Stanford Psychiatry’s Andrea Goldstein-Piekarski Awarded Grant Using Sleep Intervention to Target the Emotion Regulation Brain Network and Treat Depression and Anxiety
October 2024
Andrea Goldstein-Piekarski, PhD
We are pleased to announce that Stanford Psychiatry’s Andrea Goldstein-Piekarski, assistant professor of psychiatry and behavioral sciences, has received a grant from the National Institute of Mental Health for a novel use of a sleep intervention to target the emotion regulation brain network and treat depression and anxiety.
Several lines of evidence suggest that insomnia contributes to emotionally distressing depressive mood symptoms through disruption of brain networks that regulate emotional functions. Of particular concern, insomnia is associated with an increased risk for suicide, even when accounting for the presence of other depressive symptoms. However, it is not yet known to what degree the emotion regulation brain network is modified by the restoration of sleep, or whether the degree to which a sleep intervention engages these neural targets mediates reductions in depressive symptoms and suicidality.
This study investigates the impact of a proven sleep intervention on engagement of the emotion regulation brain network as a putative mechanistic target. The study team will work to confirm target engagement by testing the hypothesis that compared with an active control condition, participants who receive cognitive behavioral therapy for insomnia will show significant change in the emotion regulation network targets at the end of treatment. They will then examine the relationships of target engagement to treatment outcomes by study group and test whether emotion regulation network measures at baseline predict depressive symptoms and suicidality reduction. Characterizing these associations has the potential to offer a deeper understanding of the neurobiological mechanisms underlying depression in the presence of insomnia.
“Unhealthy sleep patterns contribute to emotional distress by disrupting the brain networks that regulate emotion. We utilize an innovative multimodal neuroimaging approach to determine if a proven sleep intervention alleviates depressive mood symptoms and reduces suicidality by normalizing these networks,” says Dr. Goldstein-Piekarski. “The findings will advance an evidence-based mechanistic approach to treating, and ultimately preventing, the emotionally distressing and potentially life-threatening impact of insomnia, with profound potential impacts on population health.”

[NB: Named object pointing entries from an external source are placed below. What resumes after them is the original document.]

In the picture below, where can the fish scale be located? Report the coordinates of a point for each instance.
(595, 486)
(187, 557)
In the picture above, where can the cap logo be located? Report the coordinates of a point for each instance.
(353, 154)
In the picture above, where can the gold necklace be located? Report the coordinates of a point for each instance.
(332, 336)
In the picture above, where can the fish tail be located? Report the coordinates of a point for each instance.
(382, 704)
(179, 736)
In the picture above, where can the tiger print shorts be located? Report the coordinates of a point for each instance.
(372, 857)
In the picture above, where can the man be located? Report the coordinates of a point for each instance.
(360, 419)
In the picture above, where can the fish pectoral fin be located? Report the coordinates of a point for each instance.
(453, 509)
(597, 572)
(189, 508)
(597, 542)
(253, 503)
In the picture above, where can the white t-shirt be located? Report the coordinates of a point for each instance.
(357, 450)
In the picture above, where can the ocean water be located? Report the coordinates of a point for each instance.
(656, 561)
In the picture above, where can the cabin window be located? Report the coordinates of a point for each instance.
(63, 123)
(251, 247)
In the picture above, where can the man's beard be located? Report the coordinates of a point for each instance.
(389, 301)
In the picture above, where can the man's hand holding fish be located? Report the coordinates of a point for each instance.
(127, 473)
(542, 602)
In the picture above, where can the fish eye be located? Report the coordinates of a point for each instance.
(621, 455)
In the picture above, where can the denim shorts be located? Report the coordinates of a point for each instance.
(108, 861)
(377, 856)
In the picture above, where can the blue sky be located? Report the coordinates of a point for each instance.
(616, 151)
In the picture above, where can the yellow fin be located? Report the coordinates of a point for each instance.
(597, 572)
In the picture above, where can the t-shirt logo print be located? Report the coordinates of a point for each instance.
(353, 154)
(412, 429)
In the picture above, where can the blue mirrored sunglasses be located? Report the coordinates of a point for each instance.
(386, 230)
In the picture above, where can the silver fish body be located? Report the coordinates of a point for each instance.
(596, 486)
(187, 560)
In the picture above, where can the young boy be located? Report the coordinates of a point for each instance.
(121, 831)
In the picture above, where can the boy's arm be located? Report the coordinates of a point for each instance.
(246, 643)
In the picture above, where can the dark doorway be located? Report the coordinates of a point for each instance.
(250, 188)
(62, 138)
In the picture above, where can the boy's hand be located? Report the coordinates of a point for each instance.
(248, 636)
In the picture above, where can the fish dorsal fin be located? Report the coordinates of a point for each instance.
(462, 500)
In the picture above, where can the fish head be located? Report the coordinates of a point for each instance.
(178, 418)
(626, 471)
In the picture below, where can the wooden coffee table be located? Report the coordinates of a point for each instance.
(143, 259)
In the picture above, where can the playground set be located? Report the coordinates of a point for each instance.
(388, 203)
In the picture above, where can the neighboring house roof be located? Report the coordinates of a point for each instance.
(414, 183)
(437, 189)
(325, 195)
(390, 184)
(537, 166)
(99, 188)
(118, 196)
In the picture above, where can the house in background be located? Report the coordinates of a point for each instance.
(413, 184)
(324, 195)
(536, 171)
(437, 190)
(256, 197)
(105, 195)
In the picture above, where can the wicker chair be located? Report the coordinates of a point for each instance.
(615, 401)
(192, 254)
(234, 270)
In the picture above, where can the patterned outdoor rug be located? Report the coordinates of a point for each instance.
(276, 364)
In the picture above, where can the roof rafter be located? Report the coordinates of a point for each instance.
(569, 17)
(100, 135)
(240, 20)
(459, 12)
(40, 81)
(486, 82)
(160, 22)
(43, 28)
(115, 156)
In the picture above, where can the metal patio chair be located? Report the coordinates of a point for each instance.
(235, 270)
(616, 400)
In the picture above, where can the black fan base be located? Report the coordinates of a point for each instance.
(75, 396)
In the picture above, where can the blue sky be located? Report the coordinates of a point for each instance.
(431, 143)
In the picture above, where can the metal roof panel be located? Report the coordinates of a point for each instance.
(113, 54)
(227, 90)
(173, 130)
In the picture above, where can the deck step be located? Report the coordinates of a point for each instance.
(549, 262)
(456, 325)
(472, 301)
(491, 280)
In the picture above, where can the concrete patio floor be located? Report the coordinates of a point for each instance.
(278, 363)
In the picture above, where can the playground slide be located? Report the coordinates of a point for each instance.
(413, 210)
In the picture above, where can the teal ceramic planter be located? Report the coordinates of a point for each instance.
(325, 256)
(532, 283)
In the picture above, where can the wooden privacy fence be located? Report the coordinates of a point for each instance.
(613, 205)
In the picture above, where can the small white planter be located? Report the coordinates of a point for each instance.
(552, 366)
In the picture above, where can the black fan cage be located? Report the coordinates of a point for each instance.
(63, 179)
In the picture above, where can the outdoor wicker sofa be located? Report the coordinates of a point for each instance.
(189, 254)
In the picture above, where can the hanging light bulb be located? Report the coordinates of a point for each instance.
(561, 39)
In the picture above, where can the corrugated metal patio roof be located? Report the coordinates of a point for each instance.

As the director of the CoPsyN Sleep Lab, Dr. Goldstein-Piekarski is developing a translational, interdisciplinary research program that combines human neuroimaging, high-density EEG sleep recording, and computational modeling to understand the neural mechanisms through which sleep disruption contributes to affective disorders, particularly depression, across the lifespan. The ultimate goals of this research are to (1) develop mechanistically informed interventions that directly target aspects of sleep and brain function to prevent and treat affective disorders and (2) identify novel biomarkers that can identify which individuals are most likely to experience improved mood following targeted sleep interventions. Recent publications related to this work include “Viability of an Early Sleep Intervention to Mitigate Poor Sleep and Improve Well-being in the COVID-19 Pandemic: Protocol for a Feasibility Randomized Controlled Trial” and “Integrating sleep, neuroimaging, and computational approaches for precision psychiatry.”